While her breaking up with you certainly hurt, you didn't want somebody staying with you who didn't want to be there. That would be certifiably insane on youR part and we know you aren't crazy.

 

What is a bit irrational is your need to have someone because you ex has someone. If youR ex breaks her leg, would you like yours broken as well. The two of you are different people, she is completely out of your life, and to base your needs ON where she is in her life is to give up your entire being to the past. Do what YOU want to do. Enjoy what YOU want to enjoy. FORGET about your ex. She is no longer in your life and you have no need whatsoever to please her in any way or to do the things she does!!! Get your elevator reset so it will once again stop at all floors. It takes some people more time than others to recover from break ups. You didn't know it because you weren't paying attention but your girlfriend was getting over you long before she broke up with you. That's a strategy that many women use (it seems more than men), both in dating and married relationships. The woman feels hurt, ignored, unfullfilled, etc. so she starts pulling away emotionally over time. The man, being busy with work, TV, sports, friends, etc., sees this pulling away as a refreshing change which gives him more space to do his thing.

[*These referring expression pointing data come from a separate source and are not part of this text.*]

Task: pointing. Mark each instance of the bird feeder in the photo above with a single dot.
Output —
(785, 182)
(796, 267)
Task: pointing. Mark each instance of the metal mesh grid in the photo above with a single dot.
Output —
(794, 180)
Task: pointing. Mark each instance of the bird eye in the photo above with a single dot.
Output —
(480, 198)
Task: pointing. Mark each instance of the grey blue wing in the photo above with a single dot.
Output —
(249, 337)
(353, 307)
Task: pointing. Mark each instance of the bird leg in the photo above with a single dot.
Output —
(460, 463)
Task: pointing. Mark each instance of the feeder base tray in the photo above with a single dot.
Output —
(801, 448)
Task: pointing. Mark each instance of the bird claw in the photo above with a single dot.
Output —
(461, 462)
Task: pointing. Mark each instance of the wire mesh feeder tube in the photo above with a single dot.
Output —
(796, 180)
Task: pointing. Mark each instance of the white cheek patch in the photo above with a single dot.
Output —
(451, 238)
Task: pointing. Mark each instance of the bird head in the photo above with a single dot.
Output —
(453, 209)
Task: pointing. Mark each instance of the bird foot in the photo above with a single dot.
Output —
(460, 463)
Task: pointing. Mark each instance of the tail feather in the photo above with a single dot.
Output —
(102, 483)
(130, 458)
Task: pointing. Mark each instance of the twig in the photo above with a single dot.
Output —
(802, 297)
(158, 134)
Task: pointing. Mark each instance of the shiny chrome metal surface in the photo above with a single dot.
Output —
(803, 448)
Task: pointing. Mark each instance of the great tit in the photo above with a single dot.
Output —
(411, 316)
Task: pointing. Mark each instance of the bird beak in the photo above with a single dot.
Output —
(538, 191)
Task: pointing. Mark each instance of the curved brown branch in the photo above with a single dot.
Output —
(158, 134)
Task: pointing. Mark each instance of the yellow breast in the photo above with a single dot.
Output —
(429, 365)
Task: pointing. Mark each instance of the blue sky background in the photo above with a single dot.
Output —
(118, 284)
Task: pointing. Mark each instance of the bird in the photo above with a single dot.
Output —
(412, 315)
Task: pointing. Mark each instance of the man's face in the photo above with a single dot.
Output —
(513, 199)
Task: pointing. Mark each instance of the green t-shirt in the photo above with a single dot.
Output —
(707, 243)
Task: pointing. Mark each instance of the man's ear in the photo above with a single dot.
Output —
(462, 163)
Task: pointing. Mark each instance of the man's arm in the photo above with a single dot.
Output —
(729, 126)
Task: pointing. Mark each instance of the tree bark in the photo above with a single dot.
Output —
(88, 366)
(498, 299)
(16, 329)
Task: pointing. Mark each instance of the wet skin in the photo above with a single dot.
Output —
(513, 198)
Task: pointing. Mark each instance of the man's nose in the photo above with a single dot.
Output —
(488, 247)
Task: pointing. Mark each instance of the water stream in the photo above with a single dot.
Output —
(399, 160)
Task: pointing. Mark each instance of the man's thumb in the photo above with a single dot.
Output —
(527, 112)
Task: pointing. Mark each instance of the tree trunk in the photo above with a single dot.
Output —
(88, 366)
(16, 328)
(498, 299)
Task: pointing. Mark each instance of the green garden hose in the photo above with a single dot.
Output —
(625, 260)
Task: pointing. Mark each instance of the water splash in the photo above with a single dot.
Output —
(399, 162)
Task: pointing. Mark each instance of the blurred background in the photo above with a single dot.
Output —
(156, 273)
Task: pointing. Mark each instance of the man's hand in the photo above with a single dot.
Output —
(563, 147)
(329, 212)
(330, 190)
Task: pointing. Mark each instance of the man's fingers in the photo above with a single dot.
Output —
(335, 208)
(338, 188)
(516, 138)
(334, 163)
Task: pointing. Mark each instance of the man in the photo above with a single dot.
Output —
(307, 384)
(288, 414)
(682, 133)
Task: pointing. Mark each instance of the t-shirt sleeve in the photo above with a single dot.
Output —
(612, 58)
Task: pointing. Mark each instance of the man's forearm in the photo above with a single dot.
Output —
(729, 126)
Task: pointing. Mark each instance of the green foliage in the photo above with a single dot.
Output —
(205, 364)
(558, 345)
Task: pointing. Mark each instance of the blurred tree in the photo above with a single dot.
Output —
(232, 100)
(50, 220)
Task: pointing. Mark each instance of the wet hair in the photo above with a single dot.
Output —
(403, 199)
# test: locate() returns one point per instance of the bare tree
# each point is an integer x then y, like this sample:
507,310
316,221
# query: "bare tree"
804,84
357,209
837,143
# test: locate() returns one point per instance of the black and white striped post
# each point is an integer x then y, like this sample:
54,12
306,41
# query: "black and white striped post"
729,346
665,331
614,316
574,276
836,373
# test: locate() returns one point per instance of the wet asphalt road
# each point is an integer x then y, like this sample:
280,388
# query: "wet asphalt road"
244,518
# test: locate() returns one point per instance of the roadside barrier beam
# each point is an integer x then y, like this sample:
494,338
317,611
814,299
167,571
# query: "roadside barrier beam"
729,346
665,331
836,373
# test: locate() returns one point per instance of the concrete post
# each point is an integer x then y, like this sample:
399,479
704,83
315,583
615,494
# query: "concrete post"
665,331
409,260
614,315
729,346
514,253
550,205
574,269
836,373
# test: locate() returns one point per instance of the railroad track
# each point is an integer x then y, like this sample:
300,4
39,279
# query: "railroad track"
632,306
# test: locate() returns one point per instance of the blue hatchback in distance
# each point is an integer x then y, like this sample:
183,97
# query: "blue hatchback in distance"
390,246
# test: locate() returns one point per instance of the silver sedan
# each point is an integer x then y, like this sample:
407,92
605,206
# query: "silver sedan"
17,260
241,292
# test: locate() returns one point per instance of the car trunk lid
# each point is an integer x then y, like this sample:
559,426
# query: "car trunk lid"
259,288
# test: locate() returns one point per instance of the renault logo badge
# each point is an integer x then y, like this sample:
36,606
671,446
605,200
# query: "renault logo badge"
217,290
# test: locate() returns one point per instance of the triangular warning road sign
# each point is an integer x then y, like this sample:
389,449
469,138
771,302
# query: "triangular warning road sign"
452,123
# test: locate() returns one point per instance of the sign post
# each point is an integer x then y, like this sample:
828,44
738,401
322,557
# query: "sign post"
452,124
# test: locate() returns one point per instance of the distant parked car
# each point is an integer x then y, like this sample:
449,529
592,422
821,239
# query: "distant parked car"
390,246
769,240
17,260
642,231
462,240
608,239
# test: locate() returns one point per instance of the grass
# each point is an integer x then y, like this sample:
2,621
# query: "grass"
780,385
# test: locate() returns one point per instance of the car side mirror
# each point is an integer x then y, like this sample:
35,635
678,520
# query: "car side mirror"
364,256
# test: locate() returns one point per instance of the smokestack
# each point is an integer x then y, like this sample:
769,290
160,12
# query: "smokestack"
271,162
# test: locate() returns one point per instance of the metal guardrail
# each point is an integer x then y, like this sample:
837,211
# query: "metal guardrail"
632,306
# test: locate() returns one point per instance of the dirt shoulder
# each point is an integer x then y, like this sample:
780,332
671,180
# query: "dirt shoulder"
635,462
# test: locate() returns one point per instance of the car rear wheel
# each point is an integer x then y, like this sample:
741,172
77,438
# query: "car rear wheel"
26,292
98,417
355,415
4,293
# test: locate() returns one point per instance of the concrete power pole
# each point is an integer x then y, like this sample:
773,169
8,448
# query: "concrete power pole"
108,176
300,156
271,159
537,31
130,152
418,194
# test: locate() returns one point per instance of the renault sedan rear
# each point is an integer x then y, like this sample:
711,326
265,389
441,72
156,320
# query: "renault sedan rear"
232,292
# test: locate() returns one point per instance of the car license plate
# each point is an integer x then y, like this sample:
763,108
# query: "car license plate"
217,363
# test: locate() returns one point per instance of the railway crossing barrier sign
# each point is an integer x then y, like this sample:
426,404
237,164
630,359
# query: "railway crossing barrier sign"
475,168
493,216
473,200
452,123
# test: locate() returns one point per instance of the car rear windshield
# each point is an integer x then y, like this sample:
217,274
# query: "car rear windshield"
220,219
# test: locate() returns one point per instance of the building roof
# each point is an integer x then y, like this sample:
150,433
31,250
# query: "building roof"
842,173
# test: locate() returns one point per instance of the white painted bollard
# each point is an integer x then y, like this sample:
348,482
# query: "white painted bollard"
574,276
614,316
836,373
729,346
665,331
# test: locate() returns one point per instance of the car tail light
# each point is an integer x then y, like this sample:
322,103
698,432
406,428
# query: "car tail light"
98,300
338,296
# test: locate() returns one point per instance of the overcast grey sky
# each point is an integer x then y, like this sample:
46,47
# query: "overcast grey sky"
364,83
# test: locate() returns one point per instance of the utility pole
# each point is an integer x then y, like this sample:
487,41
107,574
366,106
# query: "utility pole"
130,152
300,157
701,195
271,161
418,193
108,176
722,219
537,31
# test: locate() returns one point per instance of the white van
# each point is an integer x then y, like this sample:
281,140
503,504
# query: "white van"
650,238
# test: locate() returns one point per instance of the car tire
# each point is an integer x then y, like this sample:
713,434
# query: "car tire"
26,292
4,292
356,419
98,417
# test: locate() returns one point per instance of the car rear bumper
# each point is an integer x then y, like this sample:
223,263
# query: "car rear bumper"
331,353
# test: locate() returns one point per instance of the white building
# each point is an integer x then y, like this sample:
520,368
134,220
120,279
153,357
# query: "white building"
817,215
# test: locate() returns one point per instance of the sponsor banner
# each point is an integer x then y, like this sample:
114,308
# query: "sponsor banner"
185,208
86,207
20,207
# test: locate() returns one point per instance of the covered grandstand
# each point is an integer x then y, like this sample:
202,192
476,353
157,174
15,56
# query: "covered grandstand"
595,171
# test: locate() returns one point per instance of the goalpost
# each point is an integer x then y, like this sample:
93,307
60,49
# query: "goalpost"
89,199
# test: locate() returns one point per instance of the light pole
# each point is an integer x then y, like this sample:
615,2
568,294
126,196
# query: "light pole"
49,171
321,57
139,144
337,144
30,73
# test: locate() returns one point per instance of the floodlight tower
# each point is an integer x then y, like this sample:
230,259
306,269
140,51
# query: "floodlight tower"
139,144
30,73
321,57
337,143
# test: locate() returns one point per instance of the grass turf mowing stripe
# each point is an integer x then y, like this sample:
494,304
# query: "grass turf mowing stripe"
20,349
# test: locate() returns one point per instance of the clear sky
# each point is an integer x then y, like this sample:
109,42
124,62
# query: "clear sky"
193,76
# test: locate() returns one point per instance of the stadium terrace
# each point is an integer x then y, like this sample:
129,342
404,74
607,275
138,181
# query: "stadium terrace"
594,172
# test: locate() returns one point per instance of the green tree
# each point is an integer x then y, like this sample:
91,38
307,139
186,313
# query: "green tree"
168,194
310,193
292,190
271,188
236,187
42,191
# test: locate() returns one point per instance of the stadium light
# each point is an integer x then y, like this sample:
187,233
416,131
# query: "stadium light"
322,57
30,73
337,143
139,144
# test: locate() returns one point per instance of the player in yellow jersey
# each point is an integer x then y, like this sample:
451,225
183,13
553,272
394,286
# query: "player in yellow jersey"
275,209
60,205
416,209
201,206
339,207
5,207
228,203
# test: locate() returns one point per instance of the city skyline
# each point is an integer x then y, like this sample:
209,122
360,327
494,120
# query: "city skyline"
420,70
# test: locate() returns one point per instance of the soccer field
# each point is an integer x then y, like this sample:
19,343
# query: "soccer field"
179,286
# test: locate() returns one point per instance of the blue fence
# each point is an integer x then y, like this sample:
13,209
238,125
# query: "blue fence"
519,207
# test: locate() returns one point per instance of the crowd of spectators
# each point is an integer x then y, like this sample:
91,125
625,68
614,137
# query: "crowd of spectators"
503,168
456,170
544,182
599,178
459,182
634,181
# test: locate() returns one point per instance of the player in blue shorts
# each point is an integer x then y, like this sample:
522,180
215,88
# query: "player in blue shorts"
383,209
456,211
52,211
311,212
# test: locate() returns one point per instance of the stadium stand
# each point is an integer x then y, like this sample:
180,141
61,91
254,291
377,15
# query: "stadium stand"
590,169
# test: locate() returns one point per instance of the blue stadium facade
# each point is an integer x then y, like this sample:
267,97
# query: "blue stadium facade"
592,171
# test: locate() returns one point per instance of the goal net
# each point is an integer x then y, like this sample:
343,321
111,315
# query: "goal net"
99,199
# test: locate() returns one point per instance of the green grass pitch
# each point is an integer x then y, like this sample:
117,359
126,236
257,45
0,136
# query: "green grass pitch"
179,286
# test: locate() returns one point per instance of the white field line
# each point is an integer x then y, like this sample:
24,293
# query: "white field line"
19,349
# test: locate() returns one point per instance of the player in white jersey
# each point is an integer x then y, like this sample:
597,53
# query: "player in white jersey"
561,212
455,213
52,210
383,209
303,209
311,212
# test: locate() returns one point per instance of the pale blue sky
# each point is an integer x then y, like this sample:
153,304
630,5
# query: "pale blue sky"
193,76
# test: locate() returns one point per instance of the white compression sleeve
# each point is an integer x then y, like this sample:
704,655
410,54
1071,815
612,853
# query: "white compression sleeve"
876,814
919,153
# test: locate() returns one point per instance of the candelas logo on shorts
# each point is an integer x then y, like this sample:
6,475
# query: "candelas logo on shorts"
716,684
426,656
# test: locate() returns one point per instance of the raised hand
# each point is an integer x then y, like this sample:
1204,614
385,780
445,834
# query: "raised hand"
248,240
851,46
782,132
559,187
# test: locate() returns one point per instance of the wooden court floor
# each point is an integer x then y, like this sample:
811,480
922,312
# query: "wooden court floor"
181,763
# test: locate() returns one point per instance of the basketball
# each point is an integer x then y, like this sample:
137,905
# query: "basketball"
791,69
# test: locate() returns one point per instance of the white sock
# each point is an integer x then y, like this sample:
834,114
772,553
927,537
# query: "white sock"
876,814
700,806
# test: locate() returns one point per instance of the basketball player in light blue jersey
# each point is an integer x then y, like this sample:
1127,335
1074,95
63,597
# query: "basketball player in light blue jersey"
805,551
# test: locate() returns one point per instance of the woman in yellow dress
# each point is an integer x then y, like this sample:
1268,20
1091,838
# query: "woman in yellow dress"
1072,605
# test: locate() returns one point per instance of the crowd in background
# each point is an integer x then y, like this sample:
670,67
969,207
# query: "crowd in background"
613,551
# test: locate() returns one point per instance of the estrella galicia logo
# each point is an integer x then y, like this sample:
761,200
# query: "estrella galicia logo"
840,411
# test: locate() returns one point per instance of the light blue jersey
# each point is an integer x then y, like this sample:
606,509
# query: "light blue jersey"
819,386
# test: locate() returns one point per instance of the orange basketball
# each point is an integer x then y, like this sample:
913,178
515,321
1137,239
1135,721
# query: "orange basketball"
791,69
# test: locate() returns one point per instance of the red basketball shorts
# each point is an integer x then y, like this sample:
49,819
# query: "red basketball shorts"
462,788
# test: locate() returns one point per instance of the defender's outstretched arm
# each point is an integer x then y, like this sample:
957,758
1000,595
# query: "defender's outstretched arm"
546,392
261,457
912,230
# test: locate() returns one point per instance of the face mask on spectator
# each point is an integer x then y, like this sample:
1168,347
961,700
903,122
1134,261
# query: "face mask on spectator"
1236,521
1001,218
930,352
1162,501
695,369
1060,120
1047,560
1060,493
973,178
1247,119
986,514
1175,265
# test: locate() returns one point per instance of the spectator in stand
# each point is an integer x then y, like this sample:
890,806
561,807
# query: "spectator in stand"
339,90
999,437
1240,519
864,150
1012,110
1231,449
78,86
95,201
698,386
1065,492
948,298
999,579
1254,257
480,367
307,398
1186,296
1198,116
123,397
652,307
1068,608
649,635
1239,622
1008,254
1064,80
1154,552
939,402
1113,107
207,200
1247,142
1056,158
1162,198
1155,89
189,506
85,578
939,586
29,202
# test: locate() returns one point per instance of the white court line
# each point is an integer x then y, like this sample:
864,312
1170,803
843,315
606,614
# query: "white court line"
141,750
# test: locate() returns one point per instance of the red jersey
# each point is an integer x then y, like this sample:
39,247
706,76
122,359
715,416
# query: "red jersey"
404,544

Then one day, BINGO, she announces she is GONE...BYE BYE!!! And the man is left dazed and severely depressed, and hasn't even started the healing process. So next time pay more attention and be sure you give your lady what she needs. Perhaps you did that but it wasn't exactly what she wanted. Who knows now and who cares? Just give yourself your own time to heal...your girl had a real good head start on the process. When you are ready, you will put out the good vibes that you welcome a new lady in your life and I promise you they will be there. I unconditionally guarantee that you will not die or become disabled in any way if you don't have a date for a few months...or even a year. It is not fatal. But to require yourself to do so because your ex is doing so is, well I didn't want to come right out and say it, but it is ABSOLUTELY INSAME!!!